C^n = \{1,\dots, 12\}^n.

Each of our four operations is a permutation of $C^n$ which preserves two things: the size of the jumps between notes, and their relative position in the sequence. These must be the “inherent properties” that the authors have in mind. If you compose two of these transformations, for example transposing and then reflecting, the new melody will retain its inherent properties. The four types of operations, and all their possible combinations, form a group ${\bf G}$, which we can think of as the group of musical permutations of $C^n$.

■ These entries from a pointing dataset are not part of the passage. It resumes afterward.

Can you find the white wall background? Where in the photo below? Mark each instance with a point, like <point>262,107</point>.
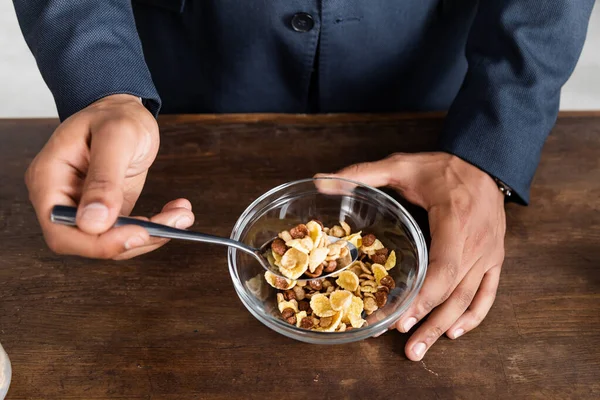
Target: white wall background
<point>23,93</point>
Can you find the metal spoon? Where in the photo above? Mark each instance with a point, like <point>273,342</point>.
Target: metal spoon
<point>66,215</point>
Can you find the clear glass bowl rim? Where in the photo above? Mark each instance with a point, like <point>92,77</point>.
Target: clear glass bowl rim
<point>316,337</point>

Ibragimova and Nehaniv point out that translation and retrograde keep the same notes, but rearrange the locations $L$, while transposition and inversion preserve $L$ and change the pitch-classes $C$. They explain that ${\bf G}$ is structurally the direct product of $G_L$ and $G_C$,$${\bf G} = G_L \times G_C,$$where $G_L$ is the group of symmetries of L= \{1,\dots, n\} generated by translations and applications of retrograde, and $G_C$ is the group of symmetries of C= \{1,\dots, 12\} generated by transpositions and inversions. This means that every element ${\bf g}$ of ${\bf G}$ can be written as a pair of elements ${\bf g}=(g_L, g_C)$, one from each group, and that the product of ${\bf g}$ and ${\bf g’}= (g’_L, g’_C)$ is ${\bf gg’}= (g_Lg’_L, g_Cg’_C)$.

Moreover, $G_L$ is the “dihedral” group $D_n$ of symmetries of an $n$-gon (see the illustration below), and $G_C$ is $D_{12}$.

Left: An octagon representing locations. The symmetry translation corresponds to a rotation of the octagon, and retrograde is a reflection. A melody maps the octagon to (right) a dodecagon representing the 12 pitch-classes. Transposition rotates the dodecagon, while inversion reflects it.
Illustration for a melody of length 8. Translation and retrograde are symmetries of the space of locations, while transposition and inversion are symmetries of the space of pitch-classes.

Given a transformation $g$ in ${\bf G}$, Ibragimova and Nehaniv construct a length-8 melody which is symmetric with respect to $g$. They choose $g = (R^2, r^3)$, where $R$ is translation forward by one position and $r$ is transposition up by one semitone. This means they want a melody which, when translated two steps to the right and transposed up three semitones, sounds the same as it did to start. They are free to choose the first two notes, which they take to be 1 (C) and 3 (D); their construction yields $[1~ 3~ 4~ 6~ 7~ 9~ 10~ 12]$.

A symmetrical melody: C D D# F F# G# A B stays the same when translated two steps to the right and up three semitones.